Or you could just not support abuse and murder. Also an option.

[–] [email protected] 1 points 6 months ago (2 children)

You will get more people to join your cause with a positive message: i.g. "Do these small steps to start" than a negative one, I.g. "If you don't go fully vegan, you are still part of the problem."

"Perfect is the enemy of good."

So it is easier to convince people to reduce meat consumption, which than makes it more likely that people will go vegetarian or vegan later

And i actually feel like vegans on the internet can be too aggressive, alienating people they could get on their side

[–] [email protected] 0 points 6 months ago (1 children)

If you feel facts are "aggressive", the problem is you, not the facts.

[–] [email protected] 1 points 6 months ago

Of course facts can be aggressive

Let's assume you talk to someone from a first world country. It is aggressive to say your lifestyle is responsible for the death of children in the developmental world, you are indirectly a murderer

It is more helpful to say: try fair-trade chlothes and check for companies that you buy from

Dividing society does not help better it

[–] [email protected] -1 points 6 months ago

It's kind of hard to approach this in a tactful way. I think a lot of why vegans don't appreciate this approach is because it often doesn't work in actual practice. I'll give a personal example as an analogy - I used to be a smoker. I tried quitting at least 50 times over the time period I was addicted to nicotine. One of the tricks I would use was to reduce the amount I would smoke each day. It would help briefly, but what would always happen is that I would get to a point where it was too hard to reduce any further, and then after plateauing for a few days, I would rebound and smoke even more than I used to.

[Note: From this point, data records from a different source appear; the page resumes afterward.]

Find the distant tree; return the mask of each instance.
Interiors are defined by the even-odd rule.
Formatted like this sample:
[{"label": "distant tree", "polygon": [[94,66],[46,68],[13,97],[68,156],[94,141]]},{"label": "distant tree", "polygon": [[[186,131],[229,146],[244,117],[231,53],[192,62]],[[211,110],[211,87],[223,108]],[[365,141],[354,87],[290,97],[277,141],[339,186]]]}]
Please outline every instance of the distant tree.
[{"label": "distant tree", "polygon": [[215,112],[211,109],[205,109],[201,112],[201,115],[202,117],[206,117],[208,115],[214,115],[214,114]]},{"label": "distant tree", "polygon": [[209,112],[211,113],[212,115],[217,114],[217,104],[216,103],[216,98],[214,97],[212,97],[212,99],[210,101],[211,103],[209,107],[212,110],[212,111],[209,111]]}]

Reduction still played a role in my effort to quit, but there were a lot of other tricks I had to employ to make it stick, and the overarching point is that reduction as a goal went nowhere, but reduction combined with the intent to stop all together did eventually work.

And that's what also happens with dietary changes. Reduction starts with halfway good intentions, but when it's the goal it becomes a temporary self-soothe that simply ends up rebounding in the end. In fact the people who run wfpb health coaching clinics have stated in interviews that people are most successful when they go all in with the dietary changes - because it turns out that people often feel dramatic positive changes to their health within only days of going plant-based, and those positive changes reinforce their motivation to keep going.

And as this article points out, reducitarianism can never achieve justice. It's like when suits-wearers promise to reduce their carbon emissions by 10% by 2035 or something. It's better than nothing, but will never solve the problems that need to be solved.

https://www.surgeactivism.org/reducetarianism

[–] [email protected] 0 points 6 months ago (2 children)

Small incremental changes are easier to make than big ones. It is also better to have many people reducing meat than just a few full vegans.

[–] [email protected] 0 points 6 months ago (1 children)

True, but my point still stands. Most people don't go vegan overnight.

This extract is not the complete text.